Redmond, April 14, 2026, 15:03 PDT
Microsoft on Tuesday patched CVE-2026-33825, a publicly disclosed Microsoft Defender privilege-escalation flaw that several security firms tied to BlueHammer, the proof-of-concept exploit released online earlier this month. The fix arrived in Microsoft’s April Patch Tuesday release alongside a separate SharePoint flaw, CVE-2026-32201, that the company said was already being exploited.
The move matters because BlueHammer was a local privilege escalation bug — it let an intruder who already had some access on a machine raise privileges to SYSTEM, Windows’ top local account. Once code was posted publicly before a patch existed, the issue stopped being a research dispute and became a practical risk for breached endpoints.
Microsoft said customers whose Defender deployments receive automatic updates are already protected and mainly need to verify the update arrived. Its public Defender pages also showed fresh platform releases, with the security intelligence site listing a release on April 14 and the Update Catalog showing KB4052623 dated April 13.
Microsoft credited Zen Dodd and Yuanpei Xu with discovering the flaw. Tyler Reguly, associate director of security R&D at Fortra, said the patched bug appears to match the BlueHammer proof-of-concept that a researcher using the alias Chaotic Eclipse published days earlier.
That code appeared on GitHub on April 3 after Chaotic Eclipse accused Microsoft’s Security Response Center of mishandling the disclosure. Microsoft later said it investigates reported security issues and supports coordinated vulnerability disclosure, but it did not publicly spell out what broke down.
Researchers described the flaw as a TOCTOU, or time-of-check/time-of-use, and path-confusion problem in Defender’s update workflow.
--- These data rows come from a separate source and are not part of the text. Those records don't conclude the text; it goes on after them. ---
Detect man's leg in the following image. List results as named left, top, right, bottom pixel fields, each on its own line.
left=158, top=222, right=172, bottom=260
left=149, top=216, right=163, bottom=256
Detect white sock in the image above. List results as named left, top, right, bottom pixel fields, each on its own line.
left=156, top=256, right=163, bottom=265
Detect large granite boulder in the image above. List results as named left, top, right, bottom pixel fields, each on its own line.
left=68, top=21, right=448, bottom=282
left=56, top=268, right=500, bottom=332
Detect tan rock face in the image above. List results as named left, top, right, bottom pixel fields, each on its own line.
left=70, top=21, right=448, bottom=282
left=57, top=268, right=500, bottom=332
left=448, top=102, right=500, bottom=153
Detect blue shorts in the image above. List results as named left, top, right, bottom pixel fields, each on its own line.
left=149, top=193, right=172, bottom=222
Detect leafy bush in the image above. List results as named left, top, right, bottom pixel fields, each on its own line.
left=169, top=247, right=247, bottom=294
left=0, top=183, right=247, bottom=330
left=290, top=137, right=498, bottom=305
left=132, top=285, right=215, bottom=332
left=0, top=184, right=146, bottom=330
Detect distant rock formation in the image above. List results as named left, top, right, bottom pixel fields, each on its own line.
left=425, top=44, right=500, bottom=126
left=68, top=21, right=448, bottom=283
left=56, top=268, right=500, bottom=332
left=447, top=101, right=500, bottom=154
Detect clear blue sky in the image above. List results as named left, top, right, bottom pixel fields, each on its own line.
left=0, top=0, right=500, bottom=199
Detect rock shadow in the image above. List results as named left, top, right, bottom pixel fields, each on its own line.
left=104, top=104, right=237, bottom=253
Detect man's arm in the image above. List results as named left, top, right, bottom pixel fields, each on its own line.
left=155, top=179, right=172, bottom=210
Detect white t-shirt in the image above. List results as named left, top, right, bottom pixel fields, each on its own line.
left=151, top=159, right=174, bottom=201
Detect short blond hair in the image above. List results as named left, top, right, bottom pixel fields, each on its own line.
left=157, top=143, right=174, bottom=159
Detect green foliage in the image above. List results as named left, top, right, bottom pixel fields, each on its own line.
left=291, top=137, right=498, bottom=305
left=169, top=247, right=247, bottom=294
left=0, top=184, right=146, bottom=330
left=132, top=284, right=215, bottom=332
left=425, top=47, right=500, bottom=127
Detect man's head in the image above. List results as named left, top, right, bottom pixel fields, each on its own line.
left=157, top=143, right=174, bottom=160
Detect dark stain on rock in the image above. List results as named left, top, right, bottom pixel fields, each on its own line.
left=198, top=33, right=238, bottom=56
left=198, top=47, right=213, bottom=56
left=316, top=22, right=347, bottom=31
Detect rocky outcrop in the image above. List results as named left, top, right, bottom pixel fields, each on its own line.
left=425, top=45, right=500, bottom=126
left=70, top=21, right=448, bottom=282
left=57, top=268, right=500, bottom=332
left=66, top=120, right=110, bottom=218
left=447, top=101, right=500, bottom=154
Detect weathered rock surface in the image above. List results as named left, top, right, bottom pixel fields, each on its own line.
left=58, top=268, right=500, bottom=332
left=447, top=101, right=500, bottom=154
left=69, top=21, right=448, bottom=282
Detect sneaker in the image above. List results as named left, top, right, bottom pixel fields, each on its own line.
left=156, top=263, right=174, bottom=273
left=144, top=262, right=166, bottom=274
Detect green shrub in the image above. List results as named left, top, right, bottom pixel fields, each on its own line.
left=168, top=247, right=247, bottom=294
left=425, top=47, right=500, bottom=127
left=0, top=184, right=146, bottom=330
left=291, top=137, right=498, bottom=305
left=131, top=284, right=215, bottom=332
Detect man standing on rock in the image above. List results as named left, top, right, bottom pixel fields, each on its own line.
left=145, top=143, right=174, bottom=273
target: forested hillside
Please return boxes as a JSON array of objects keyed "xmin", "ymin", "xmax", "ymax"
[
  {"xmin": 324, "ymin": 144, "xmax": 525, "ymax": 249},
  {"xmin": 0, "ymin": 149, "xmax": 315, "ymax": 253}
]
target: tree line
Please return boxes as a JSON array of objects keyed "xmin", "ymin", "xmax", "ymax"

In plain terms, software checks one condition and then acts after conditions have changed; analysts said that chain could expose the Security Account Manager, or SAM, database that stores local password hashes.
Cyderes said the exploit abused ordinary Windows features including Volume Shadow Copy, Cloud Files callbacks and opportunistic locks, rather than a classic memory-corruption bug. Will Dormann, principal vulnerability analyst at Tharros, said a successful attacker could reach the point where they “basically own the system.” Cyderes
Dustin Childs, head of threat awareness at Trend Micro’s Zero Day Initiative, wrote that the bug “does look like it’s a real problem” despite reliability questions and urged Defender users to deploy the fix quickly. Jack Bicer, director of vulnerability research at Action1, said the flaw “significantly increases risk” once attackers already have a foothold, and Microsoft marked it as more likely to be exploited. Zero Day Initiative
BlueHammer was fixed as part of a much broader Microsoft security release covering more than 160 vulnerabilities, with elevation-of-privilege bugs making up more than half of them. That matters because those flaws are often used to turn a small compromise into wider control, and this month’s SharePoint zero-day showed attackers were already moving on other Microsoft weaknesses.
But patching may not end the exposure overnight. Researchers said the original public code was buggy but workable, and Cyderes warned that detecting the first sample is not the same as fixing the underlying technique, leaving room for rewrites, slower enterprise rollout or chained attacks on machines that lag updates.
Cyderes said skilled threat actors can resolve bugs in public proof-of-concept code within days, while Microsoft’s public Defender pages show updated platform releases are now rolling out. That leaves a narrow window for companies that still test or stage endpoint updates before broad deployment.